Plus de la moitié des médecins français prêts à se faire vacciner contre la grippe A
22 septembre 2009 - 15:01 - aucun commentaire
Le vaccin peine à convaincre. D'après une étude réalisée par la Coordination médicale hospitalière (CMH), le syndicat des médecins
généralistes (MG France) et le Syndicat National des médecins des
hôpitaux publics (Snam HP), seuls 55% des médecins sont prêts à se faire vacciner "dans l'état actuel des connaissances sur la maladie et sur le vaccin". Près d'1/3 des médecins s'y opposent, alors que 16% d'entre eux ne se prononcent pas.
Ce sondage, réalisé sur 4.027 médecins français, issus des milieux hospitalier et libéral, entre le 6 et le 12 septembre, prouve bien qu'une réticence existe vis à vis du vaccin. Le personnel de santé fait pourtant partie des groupes prioritaires désignés par le Haut conseil de la Santé publique.
Les infirmières, comme les médecins
Une autre étude, réalisée par l'IFOP pour "Le quotidien du médecin", fait apparaître une proportion légèrement inférieure de médecins enclins à se faire vacciner : seuls 52% des médecins seraient dans ce cas (62% des généralistes, 37% des spécialistes).
Et les infirmières de se mettre au diapason des médecins. Une consultation effectuée par le syndicat national des professionnels infirmiers (SNPI), auprès de 4.107 infirmières, montre que 26% d'entre-elles souhaitent se faire vacciner alors qu'elles sont 65% à déclarer qu'elles refuseront la vaccination.

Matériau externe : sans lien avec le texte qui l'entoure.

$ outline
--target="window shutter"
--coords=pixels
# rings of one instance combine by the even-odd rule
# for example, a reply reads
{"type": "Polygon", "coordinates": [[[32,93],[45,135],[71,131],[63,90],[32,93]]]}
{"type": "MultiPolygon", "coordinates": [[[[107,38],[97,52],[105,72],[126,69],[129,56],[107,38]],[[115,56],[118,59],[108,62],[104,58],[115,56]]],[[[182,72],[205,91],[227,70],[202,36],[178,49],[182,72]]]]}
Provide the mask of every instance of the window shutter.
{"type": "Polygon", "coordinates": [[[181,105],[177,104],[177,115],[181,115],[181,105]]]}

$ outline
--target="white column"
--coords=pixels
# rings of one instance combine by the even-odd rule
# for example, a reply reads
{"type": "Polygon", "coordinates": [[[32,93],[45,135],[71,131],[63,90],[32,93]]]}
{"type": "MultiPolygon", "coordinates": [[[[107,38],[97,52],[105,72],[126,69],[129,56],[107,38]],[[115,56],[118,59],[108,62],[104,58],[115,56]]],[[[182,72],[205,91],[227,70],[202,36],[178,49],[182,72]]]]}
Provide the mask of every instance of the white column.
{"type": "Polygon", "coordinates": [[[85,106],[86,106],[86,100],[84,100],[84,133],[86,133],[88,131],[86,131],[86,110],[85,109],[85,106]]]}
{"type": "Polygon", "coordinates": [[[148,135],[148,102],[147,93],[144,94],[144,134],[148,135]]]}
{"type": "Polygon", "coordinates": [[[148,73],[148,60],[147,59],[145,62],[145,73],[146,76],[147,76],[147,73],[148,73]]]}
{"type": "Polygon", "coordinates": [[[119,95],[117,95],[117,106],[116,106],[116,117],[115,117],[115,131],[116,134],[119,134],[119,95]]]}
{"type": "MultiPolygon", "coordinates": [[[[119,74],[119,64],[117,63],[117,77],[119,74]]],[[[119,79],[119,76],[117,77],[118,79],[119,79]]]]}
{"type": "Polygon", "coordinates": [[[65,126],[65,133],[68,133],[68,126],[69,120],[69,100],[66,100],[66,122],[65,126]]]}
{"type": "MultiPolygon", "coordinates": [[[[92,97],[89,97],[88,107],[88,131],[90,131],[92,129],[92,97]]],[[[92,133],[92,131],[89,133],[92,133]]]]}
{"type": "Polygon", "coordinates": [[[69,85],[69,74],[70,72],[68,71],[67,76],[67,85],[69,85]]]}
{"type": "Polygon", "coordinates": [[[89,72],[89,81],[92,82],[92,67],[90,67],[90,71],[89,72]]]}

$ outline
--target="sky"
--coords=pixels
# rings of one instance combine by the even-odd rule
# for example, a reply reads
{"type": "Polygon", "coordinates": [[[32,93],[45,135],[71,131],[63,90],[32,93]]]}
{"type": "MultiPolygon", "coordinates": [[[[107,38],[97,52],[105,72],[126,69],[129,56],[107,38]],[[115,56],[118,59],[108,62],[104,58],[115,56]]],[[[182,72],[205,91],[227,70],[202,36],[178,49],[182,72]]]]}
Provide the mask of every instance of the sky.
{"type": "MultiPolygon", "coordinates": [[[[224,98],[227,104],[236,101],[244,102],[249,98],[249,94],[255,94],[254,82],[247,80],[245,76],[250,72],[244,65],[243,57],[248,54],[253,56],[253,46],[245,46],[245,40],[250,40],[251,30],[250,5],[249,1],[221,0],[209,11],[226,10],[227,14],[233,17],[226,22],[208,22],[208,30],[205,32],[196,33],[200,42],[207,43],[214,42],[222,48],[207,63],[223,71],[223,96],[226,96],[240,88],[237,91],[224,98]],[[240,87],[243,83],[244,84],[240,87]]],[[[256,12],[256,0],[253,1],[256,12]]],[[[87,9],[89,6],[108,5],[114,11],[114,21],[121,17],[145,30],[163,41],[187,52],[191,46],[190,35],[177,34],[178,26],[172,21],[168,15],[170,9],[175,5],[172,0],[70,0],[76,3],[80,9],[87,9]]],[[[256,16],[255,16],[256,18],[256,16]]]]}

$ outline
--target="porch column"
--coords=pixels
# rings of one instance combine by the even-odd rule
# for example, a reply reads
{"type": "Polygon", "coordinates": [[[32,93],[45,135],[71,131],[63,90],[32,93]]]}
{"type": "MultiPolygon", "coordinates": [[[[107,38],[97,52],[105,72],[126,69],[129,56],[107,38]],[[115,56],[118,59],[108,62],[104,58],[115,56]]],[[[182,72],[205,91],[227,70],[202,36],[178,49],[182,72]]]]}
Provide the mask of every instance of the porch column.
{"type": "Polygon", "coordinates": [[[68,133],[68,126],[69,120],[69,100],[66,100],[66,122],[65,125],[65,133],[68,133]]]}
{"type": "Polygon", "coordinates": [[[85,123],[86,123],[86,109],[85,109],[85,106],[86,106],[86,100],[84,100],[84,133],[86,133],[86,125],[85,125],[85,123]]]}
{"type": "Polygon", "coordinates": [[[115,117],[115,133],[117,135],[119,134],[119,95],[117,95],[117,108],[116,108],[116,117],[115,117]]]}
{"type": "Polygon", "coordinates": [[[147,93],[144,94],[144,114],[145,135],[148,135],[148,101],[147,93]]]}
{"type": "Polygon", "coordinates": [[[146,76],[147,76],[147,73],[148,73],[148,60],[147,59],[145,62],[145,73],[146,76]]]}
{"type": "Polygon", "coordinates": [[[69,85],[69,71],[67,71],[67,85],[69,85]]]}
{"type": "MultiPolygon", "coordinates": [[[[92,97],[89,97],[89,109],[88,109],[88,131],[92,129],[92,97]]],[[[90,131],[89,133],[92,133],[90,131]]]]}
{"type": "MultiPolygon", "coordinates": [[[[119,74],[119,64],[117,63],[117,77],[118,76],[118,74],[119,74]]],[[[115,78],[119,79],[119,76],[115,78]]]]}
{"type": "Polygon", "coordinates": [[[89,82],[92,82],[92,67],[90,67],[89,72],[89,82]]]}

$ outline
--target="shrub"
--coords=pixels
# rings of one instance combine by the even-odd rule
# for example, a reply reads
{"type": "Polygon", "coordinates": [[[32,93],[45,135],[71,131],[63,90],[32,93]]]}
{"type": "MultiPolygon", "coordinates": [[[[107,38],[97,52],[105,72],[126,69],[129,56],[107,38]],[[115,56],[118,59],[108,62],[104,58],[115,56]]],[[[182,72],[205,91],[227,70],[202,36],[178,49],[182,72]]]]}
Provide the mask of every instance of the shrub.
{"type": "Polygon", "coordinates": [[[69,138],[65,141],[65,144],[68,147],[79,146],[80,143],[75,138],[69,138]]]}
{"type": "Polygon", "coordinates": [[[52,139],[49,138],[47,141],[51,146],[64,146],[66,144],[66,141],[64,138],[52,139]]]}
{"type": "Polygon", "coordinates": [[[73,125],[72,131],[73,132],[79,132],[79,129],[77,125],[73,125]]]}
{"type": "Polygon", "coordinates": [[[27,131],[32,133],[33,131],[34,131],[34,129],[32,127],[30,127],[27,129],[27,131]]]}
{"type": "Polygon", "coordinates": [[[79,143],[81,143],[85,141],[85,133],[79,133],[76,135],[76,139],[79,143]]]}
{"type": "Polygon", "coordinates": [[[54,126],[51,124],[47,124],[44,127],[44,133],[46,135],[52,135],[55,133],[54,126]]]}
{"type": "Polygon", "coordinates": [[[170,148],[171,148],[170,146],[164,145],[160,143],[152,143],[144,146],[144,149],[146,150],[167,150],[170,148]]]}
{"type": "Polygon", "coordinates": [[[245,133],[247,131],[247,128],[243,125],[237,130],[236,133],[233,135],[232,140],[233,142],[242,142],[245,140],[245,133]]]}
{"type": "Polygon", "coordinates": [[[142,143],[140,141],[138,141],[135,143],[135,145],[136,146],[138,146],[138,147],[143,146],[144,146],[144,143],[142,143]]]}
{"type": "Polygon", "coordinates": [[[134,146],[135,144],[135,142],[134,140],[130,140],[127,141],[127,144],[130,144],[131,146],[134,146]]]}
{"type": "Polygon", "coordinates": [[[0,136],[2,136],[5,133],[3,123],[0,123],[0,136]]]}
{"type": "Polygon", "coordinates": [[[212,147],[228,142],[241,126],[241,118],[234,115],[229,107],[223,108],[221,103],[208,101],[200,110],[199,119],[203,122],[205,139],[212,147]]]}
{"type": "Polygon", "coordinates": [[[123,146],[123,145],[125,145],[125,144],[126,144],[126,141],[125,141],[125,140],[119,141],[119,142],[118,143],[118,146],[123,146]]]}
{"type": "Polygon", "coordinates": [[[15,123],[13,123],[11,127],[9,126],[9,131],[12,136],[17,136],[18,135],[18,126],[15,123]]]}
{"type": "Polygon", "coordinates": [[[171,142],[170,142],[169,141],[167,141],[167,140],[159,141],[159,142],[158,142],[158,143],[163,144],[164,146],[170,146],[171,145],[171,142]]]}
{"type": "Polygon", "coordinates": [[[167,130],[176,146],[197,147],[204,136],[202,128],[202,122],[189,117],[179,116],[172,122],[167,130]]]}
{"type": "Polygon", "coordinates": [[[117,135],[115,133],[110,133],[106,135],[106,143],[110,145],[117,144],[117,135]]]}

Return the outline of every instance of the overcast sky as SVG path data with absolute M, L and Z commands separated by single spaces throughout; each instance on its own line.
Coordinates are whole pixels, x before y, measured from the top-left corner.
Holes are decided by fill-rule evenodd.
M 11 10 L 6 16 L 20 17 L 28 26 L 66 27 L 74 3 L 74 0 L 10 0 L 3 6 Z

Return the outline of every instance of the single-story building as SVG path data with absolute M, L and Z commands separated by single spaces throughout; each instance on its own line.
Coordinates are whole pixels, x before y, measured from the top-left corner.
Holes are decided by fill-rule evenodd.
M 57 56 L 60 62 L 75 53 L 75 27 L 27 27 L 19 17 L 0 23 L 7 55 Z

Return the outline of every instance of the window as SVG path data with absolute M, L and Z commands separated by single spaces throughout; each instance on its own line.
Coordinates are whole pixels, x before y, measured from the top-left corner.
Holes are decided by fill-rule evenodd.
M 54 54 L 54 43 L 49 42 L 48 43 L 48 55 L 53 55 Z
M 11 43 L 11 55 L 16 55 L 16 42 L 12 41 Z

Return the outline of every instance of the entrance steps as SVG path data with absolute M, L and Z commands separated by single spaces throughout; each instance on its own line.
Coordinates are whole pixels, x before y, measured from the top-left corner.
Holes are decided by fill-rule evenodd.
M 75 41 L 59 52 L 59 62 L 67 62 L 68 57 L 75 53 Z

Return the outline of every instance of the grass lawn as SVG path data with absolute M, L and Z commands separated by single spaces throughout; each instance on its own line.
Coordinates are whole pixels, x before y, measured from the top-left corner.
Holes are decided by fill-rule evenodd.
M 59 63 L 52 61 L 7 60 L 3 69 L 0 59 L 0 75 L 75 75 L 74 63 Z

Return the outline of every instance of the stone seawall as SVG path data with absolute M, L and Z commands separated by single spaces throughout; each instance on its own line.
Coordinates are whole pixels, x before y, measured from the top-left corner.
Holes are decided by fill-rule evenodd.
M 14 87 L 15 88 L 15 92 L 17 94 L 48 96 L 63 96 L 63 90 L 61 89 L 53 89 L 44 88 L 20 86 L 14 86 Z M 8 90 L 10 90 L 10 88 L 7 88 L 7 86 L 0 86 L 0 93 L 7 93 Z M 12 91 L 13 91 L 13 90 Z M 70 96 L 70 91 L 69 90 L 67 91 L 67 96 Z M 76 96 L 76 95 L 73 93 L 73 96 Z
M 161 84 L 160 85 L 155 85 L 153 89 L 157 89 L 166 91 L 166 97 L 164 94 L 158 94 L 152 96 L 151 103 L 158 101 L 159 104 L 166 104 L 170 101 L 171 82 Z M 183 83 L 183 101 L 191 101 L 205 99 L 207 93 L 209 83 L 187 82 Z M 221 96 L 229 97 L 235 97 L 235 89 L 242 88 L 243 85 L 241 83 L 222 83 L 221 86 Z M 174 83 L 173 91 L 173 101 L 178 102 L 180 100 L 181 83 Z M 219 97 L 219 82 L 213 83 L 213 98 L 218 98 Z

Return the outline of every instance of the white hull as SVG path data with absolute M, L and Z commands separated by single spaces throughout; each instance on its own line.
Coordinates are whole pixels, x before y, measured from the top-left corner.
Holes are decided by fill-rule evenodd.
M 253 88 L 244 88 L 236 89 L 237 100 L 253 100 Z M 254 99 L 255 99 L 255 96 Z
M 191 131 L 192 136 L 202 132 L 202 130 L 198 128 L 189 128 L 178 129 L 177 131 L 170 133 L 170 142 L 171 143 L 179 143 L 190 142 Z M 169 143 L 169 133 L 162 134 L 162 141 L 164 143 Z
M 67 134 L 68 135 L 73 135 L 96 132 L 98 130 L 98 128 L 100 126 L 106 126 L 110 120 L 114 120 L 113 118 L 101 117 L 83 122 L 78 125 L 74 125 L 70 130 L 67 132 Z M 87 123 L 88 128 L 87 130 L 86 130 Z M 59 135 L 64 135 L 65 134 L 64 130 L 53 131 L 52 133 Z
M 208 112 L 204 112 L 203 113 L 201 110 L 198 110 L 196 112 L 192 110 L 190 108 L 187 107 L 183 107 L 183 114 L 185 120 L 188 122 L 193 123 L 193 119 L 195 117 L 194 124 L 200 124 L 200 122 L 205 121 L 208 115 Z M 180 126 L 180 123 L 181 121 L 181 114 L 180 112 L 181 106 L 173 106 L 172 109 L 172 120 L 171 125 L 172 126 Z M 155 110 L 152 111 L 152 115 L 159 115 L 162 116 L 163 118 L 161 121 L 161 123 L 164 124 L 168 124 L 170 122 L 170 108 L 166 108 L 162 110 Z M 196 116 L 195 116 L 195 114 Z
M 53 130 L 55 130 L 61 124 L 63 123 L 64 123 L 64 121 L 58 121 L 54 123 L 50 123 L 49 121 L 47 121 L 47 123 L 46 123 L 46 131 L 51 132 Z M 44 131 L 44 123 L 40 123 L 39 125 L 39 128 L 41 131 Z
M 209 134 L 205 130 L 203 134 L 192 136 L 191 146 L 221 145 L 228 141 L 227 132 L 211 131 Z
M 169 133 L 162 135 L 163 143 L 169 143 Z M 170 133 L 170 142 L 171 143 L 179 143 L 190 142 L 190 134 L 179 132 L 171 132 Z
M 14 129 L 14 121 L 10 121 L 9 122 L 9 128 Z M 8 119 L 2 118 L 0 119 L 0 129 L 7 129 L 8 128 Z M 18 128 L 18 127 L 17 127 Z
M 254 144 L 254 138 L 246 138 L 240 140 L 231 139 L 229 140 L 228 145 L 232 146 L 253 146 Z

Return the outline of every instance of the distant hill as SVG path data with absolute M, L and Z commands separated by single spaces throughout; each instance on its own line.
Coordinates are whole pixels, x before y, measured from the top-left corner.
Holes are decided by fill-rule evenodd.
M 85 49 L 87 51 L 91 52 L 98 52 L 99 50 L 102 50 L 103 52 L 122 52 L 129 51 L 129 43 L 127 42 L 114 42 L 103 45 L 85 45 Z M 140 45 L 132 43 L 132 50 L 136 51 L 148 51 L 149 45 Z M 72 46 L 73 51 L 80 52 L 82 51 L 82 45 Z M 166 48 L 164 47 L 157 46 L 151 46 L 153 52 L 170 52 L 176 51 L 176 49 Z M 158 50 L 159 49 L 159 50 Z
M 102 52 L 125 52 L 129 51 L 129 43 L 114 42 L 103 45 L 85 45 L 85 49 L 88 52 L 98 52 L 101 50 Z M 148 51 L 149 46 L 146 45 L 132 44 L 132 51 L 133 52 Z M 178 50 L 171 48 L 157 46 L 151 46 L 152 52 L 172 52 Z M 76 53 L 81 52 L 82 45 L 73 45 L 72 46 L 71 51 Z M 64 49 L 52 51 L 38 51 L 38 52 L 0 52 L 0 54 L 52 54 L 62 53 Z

La France, comme les autres pays
Sur cette question, la France ne se démarque pas vraiment du reste du monde. Une étude, publiée cet été au Royaume-Uni dans le "Nursing Times", révélait que seul le tiers des infirmières britanniques accepteraient la vaccination. En Chine, une équipe de l'Université de Hong-Kong avait demandé à 2.255 personnes travaillant dans les hôpitaux de la ville s'ils accepteraient de se faire vacciner contre la grippe H1N1. Là encore, la moitié des sondés seulement répondait par l'affirmative.
"Je refuse de servir de cobaye"
Un facteur explicatif de ce phénomène se retrouve dans le discours des infirmières interrogées par le SNPI.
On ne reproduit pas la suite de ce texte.